An Online Site Emphasizes the Jewelry

Last fall, Caroline Chalmer and Mie Ejdrup, both former jewelry retail analysts who met a dozen years ago as students at Copenhagen Business School, made a career move that they probably would have advised clients to avoid. In the midst of a pandemic, they began a jewelry business.

As Ms. Ejdrup put it, in a phone interview from her home in Copenhagen, the experience “has been both amazing and crazy.”

Yet Finematter, the website they introduced in November, seems to have had good timing: It offers a selection of fine and demi-fine jewelry from independently owned brands in Europe, Britain and the United States that would be difficult to find in one location, virtual or physical. Prices range from, for example, 100 euros for a sleek silver hoop earring by the Danish brand Kinraden to €16,000 for a white gold and diamond ring by Repossi, one of the best-known brands on the site.
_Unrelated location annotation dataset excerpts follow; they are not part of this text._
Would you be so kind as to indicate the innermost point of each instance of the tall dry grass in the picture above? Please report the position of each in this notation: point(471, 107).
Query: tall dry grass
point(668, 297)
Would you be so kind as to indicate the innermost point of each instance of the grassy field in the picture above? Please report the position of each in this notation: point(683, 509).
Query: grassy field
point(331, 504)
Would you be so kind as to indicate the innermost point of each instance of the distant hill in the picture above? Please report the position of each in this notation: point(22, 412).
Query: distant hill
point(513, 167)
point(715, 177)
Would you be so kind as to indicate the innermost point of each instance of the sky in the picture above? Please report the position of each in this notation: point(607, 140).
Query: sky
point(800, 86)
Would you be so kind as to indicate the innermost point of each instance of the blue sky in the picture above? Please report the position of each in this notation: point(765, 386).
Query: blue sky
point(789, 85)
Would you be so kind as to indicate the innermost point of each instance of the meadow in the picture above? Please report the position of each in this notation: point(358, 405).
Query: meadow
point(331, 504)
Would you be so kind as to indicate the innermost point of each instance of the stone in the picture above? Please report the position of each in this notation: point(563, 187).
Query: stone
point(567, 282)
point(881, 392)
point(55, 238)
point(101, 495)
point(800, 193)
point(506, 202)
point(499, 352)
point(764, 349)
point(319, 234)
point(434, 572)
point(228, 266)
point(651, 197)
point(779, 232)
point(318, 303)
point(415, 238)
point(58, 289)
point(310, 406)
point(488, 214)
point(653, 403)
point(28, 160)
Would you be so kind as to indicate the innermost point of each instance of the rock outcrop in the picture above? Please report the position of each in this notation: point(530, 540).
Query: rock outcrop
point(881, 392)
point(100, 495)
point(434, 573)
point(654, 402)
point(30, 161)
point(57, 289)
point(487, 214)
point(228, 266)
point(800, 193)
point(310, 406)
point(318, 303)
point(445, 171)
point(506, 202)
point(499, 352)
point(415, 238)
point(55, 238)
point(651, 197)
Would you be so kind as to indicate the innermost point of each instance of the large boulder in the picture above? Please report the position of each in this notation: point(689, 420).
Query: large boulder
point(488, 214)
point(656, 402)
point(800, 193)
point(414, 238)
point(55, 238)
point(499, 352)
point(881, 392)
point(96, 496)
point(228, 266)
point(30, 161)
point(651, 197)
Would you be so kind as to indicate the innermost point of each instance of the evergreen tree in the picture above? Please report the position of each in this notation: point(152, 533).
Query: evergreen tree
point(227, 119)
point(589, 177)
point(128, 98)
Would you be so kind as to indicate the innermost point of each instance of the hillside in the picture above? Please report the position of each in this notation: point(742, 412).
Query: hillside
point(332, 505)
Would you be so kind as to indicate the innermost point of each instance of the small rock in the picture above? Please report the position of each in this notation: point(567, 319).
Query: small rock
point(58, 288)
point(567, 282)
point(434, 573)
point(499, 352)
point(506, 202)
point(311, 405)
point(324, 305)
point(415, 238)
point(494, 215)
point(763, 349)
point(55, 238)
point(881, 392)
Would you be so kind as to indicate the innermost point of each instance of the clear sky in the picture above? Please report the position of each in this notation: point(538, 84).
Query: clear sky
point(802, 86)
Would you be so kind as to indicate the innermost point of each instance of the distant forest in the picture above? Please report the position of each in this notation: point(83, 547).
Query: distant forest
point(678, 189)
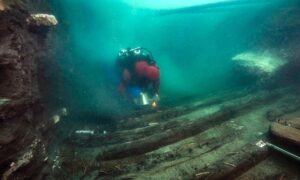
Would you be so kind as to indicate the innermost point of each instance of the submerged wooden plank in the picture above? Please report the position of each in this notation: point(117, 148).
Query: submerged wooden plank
point(233, 166)
point(286, 132)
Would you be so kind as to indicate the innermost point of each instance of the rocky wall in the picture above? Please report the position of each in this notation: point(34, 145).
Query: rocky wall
point(24, 131)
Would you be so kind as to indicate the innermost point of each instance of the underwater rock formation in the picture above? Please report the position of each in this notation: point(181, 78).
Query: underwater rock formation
point(24, 133)
point(261, 66)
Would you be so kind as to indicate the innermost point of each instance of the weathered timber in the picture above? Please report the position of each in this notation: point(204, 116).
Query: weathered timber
point(186, 130)
point(233, 166)
point(286, 133)
point(161, 124)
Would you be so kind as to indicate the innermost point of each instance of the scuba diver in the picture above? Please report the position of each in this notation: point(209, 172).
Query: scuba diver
point(140, 77)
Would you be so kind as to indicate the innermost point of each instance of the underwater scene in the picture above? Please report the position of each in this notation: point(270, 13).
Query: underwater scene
point(150, 89)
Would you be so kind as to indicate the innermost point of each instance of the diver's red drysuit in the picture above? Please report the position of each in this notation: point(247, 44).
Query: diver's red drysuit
point(138, 70)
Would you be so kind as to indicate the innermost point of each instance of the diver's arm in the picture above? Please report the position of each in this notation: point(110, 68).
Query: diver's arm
point(156, 86)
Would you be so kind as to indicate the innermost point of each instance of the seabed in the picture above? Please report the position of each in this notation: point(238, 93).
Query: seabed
point(214, 138)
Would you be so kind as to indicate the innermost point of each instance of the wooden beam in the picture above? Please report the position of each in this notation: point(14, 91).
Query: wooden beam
point(286, 133)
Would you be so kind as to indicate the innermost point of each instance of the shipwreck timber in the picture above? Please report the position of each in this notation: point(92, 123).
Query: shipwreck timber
point(207, 139)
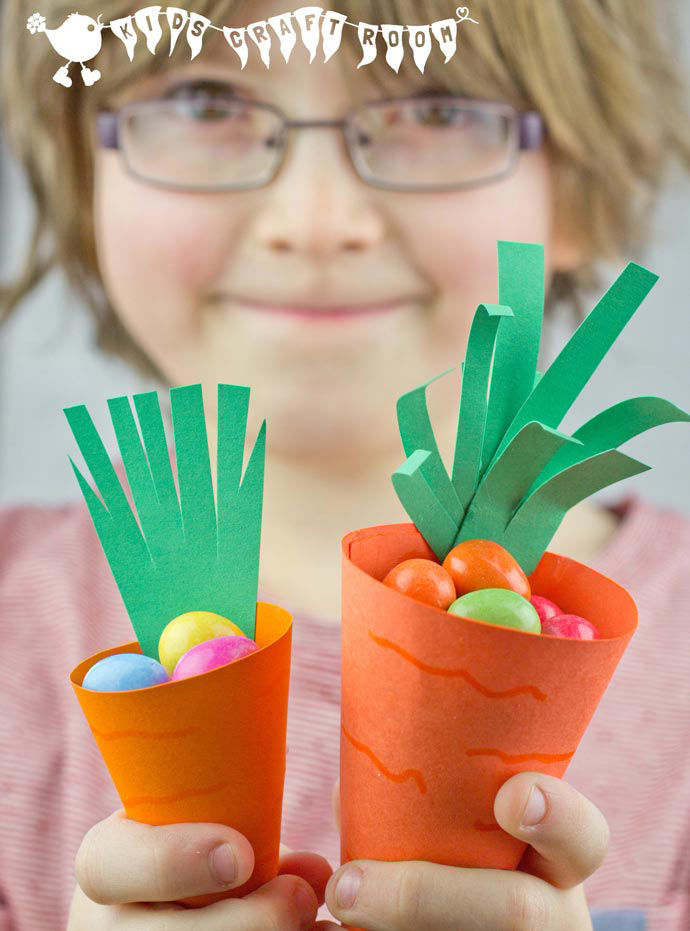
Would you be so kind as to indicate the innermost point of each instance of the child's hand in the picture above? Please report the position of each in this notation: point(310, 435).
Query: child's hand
point(568, 844)
point(130, 875)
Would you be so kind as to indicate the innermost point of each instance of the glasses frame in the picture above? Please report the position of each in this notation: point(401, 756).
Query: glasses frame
point(526, 133)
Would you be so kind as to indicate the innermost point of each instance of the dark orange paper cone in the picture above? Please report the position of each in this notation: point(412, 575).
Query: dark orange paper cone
point(439, 711)
point(208, 748)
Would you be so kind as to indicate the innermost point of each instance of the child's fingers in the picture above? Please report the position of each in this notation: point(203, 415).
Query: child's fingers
point(286, 903)
point(567, 834)
point(123, 861)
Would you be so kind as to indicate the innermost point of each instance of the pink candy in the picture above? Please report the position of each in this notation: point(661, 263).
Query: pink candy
point(570, 625)
point(210, 654)
point(545, 608)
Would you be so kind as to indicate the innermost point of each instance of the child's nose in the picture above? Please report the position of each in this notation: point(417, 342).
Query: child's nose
point(317, 204)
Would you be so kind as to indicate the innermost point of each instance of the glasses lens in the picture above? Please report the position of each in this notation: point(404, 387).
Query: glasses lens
point(432, 142)
point(202, 144)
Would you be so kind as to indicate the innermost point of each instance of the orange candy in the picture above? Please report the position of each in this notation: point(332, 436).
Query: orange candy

The website, based in Copenhagen and London, uses some photographs of models wearing pieces for sale, but its founders say they are careful to keep the focus on the jewelry. “When you go to shop for jewelry online, you’ll see it being presented to you in exactly the same way as a dress or a T-shirt or a pair of sneakers,” said Ms. Chalmer, who is based in London. “It really doesn’t honor the value of the jewelry piece.”
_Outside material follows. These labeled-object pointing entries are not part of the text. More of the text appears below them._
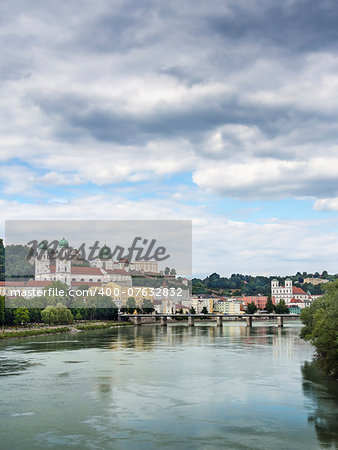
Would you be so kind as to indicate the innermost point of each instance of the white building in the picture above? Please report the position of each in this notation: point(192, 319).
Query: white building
point(287, 292)
point(61, 269)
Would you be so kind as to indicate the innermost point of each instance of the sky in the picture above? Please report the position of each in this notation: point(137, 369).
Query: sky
point(222, 112)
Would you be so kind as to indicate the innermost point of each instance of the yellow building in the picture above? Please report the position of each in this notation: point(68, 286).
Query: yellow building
point(120, 294)
point(227, 307)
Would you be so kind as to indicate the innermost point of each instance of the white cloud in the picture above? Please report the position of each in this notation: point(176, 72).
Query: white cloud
point(326, 204)
point(219, 244)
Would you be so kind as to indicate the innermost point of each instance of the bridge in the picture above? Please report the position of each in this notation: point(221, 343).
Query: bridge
point(139, 319)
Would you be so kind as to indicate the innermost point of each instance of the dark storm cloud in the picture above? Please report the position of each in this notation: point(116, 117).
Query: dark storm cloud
point(303, 25)
point(243, 82)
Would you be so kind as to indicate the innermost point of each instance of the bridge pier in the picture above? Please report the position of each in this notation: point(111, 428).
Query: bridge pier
point(191, 321)
point(137, 320)
point(248, 321)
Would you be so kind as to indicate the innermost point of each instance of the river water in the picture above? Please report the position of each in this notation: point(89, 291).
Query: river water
point(176, 387)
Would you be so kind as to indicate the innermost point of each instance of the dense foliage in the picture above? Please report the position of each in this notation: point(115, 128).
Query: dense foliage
point(17, 265)
point(238, 284)
point(321, 328)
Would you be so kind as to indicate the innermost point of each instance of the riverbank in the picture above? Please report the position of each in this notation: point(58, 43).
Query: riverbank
point(11, 333)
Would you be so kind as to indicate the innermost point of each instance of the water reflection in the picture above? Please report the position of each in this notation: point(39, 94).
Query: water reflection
point(324, 394)
point(175, 387)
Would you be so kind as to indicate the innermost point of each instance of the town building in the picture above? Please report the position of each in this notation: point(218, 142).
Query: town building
point(286, 292)
point(315, 281)
point(62, 269)
point(223, 306)
point(258, 300)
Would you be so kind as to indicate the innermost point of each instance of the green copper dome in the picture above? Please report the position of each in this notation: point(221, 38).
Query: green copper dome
point(63, 243)
point(42, 245)
point(105, 252)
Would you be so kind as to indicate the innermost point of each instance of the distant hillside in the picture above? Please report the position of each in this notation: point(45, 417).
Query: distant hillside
point(239, 284)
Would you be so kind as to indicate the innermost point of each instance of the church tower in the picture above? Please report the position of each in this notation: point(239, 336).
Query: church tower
point(42, 263)
point(63, 263)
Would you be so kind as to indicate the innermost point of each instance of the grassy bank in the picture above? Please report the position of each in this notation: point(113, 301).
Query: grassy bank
point(56, 330)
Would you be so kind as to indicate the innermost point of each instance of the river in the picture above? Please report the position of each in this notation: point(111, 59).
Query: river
point(175, 387)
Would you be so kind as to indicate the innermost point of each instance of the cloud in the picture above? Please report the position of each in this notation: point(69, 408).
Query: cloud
point(326, 204)
point(221, 244)
point(242, 94)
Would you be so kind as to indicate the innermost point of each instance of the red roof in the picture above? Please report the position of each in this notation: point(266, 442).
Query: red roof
point(296, 290)
point(117, 271)
point(298, 300)
point(37, 283)
point(86, 270)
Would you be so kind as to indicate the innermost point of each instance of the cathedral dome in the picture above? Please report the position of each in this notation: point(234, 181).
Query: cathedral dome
point(105, 252)
point(63, 243)
point(42, 246)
Shoppers increasingly are buying precious jewelry through the internet, especially during the last year: Sales of fine jewelry online increased 8 percent year over year, but worldwide they fell nearly 20 percent during that same period, according to Euromonitor International, a retail market research company. “The pandemic gave a great push,” said Irina Ivanilova, an analyst in London with the company. “Consumers became more familiar with online features, and now they’re more confident in buying high-end pieces online.”

As Wing Yau, the founder of the Brooklyn-based line WWAKE, put it, “Online is everything right now.” Her brand is one of eight American labels now sold on Finematter, which for now ships just within Europe and Britain. Delivery to the United States is planned later this year.

Finematter’s founders work with the Danish influencer Pernille Teisbaek to choose a mix of established labels, like Anissa Kermiche of London, and lesser-known brands, such as Completedworks, another London-based business. Danish designers, including Rebekka Notkin and Jo Riis-Hansen, are a strong focus.

And by the end of this month the site intends to offer a selection of previously owned pieces, from brands like Chanel and Dior.

“It’s important for us,” Ms. Ejdrup said, “when customers come on Finematter, that they find well-known brands that they know but also be inspired by new designers, so that Finematter becomes a destination that’s bigger than the buying intention itself.”

It’s a concept that appeals even to brands widely available elsewhere. As Gaia Repossi, whose designs also are carried by major online retailers like Mytheresa and Net-a-Porter as well as a long list of physical stores worldwide, put it, “If we don’t participate in new projects like this, then we become irrelevant.”